Claudia a dix-huit ans lorsque ses parents meurent dans un accident de voiture en revenant de leur village natal qu’ils avaient quitté pour une vie urbaine. Tous les étés cependant, la famille retournait à Arrô, où la fillette s’ennuyait ferme chez sa grand-mère toute de noir vêtue et qu’elle a toujours connue veuve. A la fin des vacances, elle se souvient que la voiture ployait sous les sacs de pommes de terre rapportés : assez pour tenir toute une année et même davantage. Après la mort de ses parents, Claudia, devenue décoratrice d’intérieure dans une ville qu’elle ne quitterait pour rien au monde, a presque oublié le village, ayant été élevée par un père et une mère soucieux de gommer tout signe d’appartenance à cet univers paysan. Or, vingt ans plus tard, elle reçoit un courrier l’informant qu’un grand-oncle d’Amérique lui a légué quatre modestes parcelles à Arrô ! Son petit monde réglé et ordonné en est dérangé, d’autant qu’elle n’éprouve que du dédain pour ce legs, et veut seulement s’en débarrasser au plus vite ; mais, comme le lui dit le notaire : « héritière un jour, héritière toujours ». Au volant de sa citadine, elle se rend donc au village pour régler les formalités. Après tout ce temps, rien n’a changé et pourtant tout a changé : les rues désormais bitumées ont des plaques avec leur nom, le recyclage est obligatoire, l’église est devenue « romane », et un petit écomusée a même ouvert. Sur place, Claudia doit d’abord chercher une personne pour la guider vers ses quelques mètres carrés de terre (dont les noms de « prairie broussailleuse » ou de « bas-fond de la pointe » sont peu engageants) où elle ne s’attend pas à trouver un patrimoine familial autrement plus fondamental.

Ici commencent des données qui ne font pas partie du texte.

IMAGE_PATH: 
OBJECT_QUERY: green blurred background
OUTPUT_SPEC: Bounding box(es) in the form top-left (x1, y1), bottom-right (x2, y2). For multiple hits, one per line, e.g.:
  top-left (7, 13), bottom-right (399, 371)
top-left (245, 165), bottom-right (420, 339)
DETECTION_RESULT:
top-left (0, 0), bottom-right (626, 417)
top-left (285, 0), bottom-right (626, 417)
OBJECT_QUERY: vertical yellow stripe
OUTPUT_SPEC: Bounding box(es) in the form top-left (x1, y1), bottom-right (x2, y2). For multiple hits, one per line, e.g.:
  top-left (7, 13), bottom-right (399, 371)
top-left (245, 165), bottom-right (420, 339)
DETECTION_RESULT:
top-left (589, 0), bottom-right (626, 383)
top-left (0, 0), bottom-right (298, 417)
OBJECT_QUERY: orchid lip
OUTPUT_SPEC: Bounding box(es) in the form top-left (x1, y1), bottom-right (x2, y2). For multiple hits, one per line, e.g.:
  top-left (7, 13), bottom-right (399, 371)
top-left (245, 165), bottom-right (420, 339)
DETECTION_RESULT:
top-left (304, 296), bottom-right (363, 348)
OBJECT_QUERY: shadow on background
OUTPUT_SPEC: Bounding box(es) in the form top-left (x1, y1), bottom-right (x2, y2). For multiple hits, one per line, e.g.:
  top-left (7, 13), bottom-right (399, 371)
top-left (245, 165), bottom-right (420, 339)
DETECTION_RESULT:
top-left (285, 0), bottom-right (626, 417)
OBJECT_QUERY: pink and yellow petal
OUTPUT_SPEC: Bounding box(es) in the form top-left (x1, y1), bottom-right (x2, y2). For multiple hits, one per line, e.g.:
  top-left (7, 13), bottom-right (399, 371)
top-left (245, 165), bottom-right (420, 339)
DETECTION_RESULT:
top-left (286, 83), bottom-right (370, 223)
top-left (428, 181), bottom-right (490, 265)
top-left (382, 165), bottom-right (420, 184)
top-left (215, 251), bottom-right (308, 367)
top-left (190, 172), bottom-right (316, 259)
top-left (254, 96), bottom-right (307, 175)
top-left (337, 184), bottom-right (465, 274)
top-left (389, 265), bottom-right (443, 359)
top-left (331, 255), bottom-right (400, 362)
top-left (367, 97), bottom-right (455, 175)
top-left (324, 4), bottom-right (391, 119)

Le roman, habilement construit, passe subtilement de la surface des choses à leur caractère souterrain et originel, dans un mélange de tonalités nuancé, à la fois humoristique et mélancolique. Ce retour aux sources involontaire entraîne Claudia dans une enquête familiale, posant la question de la transmission entre générations. Adepte de l’ordre et de l’équilibre, notre héroïne attachante, pince-sans-rire et pleine d’autodérision, déterrera un secret dissimulé par une tonne de pommes de terre et une bonne couche de silence.